Department of Gastroenterology, MetroHealth Medical Center, Case Western Reserve University, Cleveland, OH, USA.
Department of Gastroenterology and Hepatology, Mayo Clinic, Jacksonville, FL, USA.
Indian J Gastroenterol. 2024 Oct;43(5):905-915. doi: 10.1007/s12664-024-01621-2. Epub 2024 Jul 26.
Patients with inflammatory bowel disease (IBD) are at an increased risk of developing colitis-associated neoplasia (CAN), including colorectal cancer (CRC), through the inflammation-dysplasia-neoplasia pathway. Dysplasia is the most reliable, early and actionable marker for CAN in these patients. While such lesions are frequently encountered, adequate management depends on an accurate assessment, complete resection and close surveillance. With recent advances in endoscopic technologies and research in the field of CAN, the management of dysplastic lesions has significantly improved. The American Gastroenterology Association and Surveillance for Colorectal Endoscopic Neoplasia Detection (SCENIC) provide a guideline framework for approaching dysplastic lesions in patients with IBD. However, there are significant gaps in these recommendations and real-world clinical practice.
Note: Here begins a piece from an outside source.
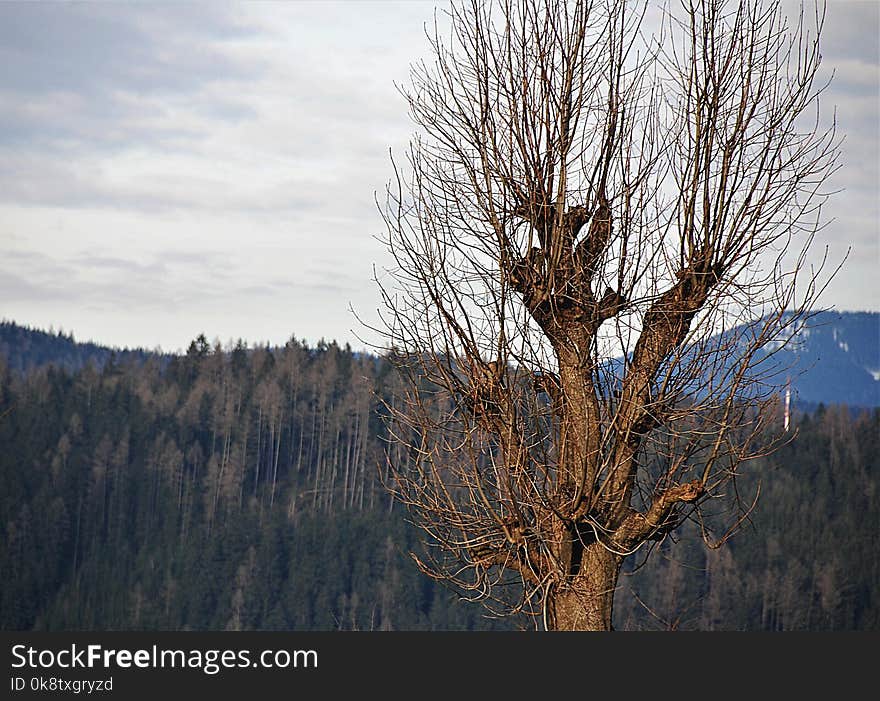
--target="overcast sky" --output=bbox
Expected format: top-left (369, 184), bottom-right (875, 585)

Accurate lesion assessment remains pivotal for adequate management of CAN. Artificial intelligence-guided modalities are now increasingly being used to aid the detection of these lesions further. As the lesion detection technologies are improving, our armamentarium of resection techniques is also expanding and includes hot or cold polypectomy, endoscopic mucosal resection, endoscopic sub-mucosal dissection and full-thickness resection. With the broadened scope of endoscopic resection, the recommendations regarding surveillance after resection has also changed. Certain patient populations such as those with invisible dysplasia or with prior colectomy and ileal pouch anal anastomosis need special consideration. In the present review, we aim to provide a state-of-the-art summary of the current practice of endoscopic detection, resection and surveillance of dysplasia in patients with IBD and provide some perspective on the future directions based on the latest research.
炎症性肠病(IBD)患者通过炎症-发育不良-肿瘤形成途径,发生结肠炎相关肿瘤(CAN),包括结直肠癌(CRC)的风险增加。发育不良是这些患者中 CAN 最可靠、最早和最具可操作性的标志物。尽管此类病变经常遇到,但适当的管理取决于准确的评估、完全切除和密切监测。随着内镜技术的最新进展和 CAN 领域的研究,对发育不良病变的管理得到了显著改善。美国胃肠病学会(AGA)和结直肠内镜肿瘤检测监测(SCENIC)为 IBD 患者中处理发育不良病变提供了指导框架。然而,这些建议和实际临床实践中存在重大差距。准确的病变评估仍然是 CAN 充分管理的关键。人工智能引导的模式现在越来越多地被用于辅助这些病变的检测。随着病变检测技术的不断提高,我们的切除技术手段也在不断扩大,包括热或冷息肉切除术、内镜黏膜切除术、内镜黏膜下剥离术和全层切除术。随着内镜切除范围的扩大,对切除后监测的建议也发生了变化。某些特定的患者群体,如那些有不可见发育不良或既往结肠切除术和回肠直肠吻合术的患者,需要特别考虑。在本综述中,我们旨在提供 IBD 患者内镜检测、切除和监测发育不良的最新实践的概述,并根据最新研究对未来方向提供一些观点。